Rule of thumb #1 is to put the contribution money into the person's name who has the least amount of retirement assets, in an attempt to even up these amounts which may reduce the taxes upon withdrawal in retirement.

Rule of thumb #2, is that the person in the highest income/tax bracket should take the deduction on their tax return.

So, if rule #1 says the money should go into your wife's RRSP and Rule #2 says that you should take the tax deduction then you should set up a spousal RRSP, to do this. 

Now all that being said. If your wife has more pension benefits then you, it would seem to me that rule #1 says the money should be contributed to your RRSP, to even these assets up some more. Of course rule #2 says you should take the deduction. So here we are talking about a simple personal RRSP in your name. 
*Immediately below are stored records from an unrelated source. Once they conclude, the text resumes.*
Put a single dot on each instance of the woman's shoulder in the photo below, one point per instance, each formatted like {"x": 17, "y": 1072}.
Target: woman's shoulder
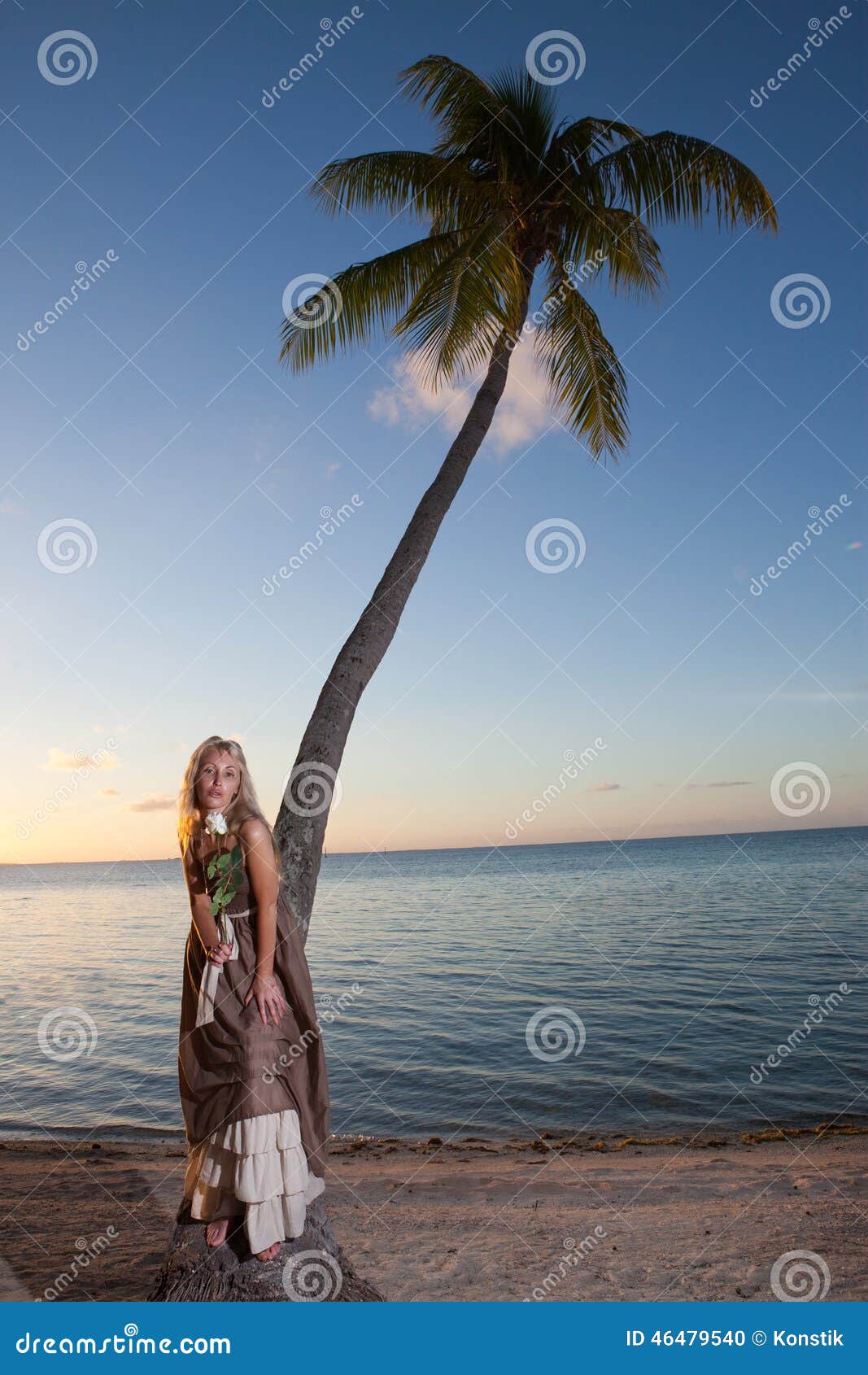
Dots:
{"x": 252, "y": 831}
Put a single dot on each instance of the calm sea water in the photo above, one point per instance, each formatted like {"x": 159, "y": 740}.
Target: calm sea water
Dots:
{"x": 673, "y": 967}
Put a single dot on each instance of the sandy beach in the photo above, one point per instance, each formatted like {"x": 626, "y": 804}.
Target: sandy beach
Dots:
{"x": 471, "y": 1220}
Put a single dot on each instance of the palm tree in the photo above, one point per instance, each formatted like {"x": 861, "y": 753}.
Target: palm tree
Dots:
{"x": 507, "y": 191}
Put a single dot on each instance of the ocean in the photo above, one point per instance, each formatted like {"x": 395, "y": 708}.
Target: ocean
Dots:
{"x": 696, "y": 984}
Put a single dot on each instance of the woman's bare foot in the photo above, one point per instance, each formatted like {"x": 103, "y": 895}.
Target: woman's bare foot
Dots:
{"x": 215, "y": 1233}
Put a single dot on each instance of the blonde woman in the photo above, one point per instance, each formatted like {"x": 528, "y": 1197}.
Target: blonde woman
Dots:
{"x": 251, "y": 1060}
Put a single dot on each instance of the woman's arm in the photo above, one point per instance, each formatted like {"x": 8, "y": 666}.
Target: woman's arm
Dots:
{"x": 263, "y": 875}
{"x": 204, "y": 924}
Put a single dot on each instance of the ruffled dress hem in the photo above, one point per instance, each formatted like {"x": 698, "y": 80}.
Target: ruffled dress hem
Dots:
{"x": 256, "y": 1166}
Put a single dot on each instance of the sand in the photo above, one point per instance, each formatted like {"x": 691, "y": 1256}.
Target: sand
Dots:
{"x": 473, "y": 1220}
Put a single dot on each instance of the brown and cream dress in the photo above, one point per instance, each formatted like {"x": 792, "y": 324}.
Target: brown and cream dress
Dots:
{"x": 255, "y": 1098}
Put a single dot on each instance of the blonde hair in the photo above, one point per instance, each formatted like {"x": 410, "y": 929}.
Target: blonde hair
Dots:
{"x": 245, "y": 805}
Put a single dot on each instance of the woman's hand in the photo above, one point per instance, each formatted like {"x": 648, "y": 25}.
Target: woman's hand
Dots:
{"x": 268, "y": 997}
{"x": 220, "y": 954}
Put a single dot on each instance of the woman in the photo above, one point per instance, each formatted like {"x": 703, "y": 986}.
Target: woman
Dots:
{"x": 251, "y": 1059}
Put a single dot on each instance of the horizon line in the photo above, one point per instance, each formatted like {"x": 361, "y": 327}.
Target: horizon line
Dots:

Also, since the pension income splitting rules were implemented by CRA, the rule #1, geared towards retirement income splitting, is not as important anymore, since it can now be done at tax time. The only benefit of a spousal RRSP is that any RRSP money removed before age 65 is not eligible for pension income splitting. So the spousal RRSP can still play a role, but it is not as important today as it use to be.


----------



## joncnca (Jul 12, 2009)

thanks, OptsyEagle =)

due to some employment changes, i should also have a pension at retirement. since i don't intend on interrupting my employment, i will likely also have a higher pension than my wife. so i will be setting up a spousal rsp, despite whatever diminished benefit there may be now compared with the past. i think i'm mostly interested in the tax implications of making contributions received from my wife. perhaps i'll also try posting in the taxation forum.

thanks


----------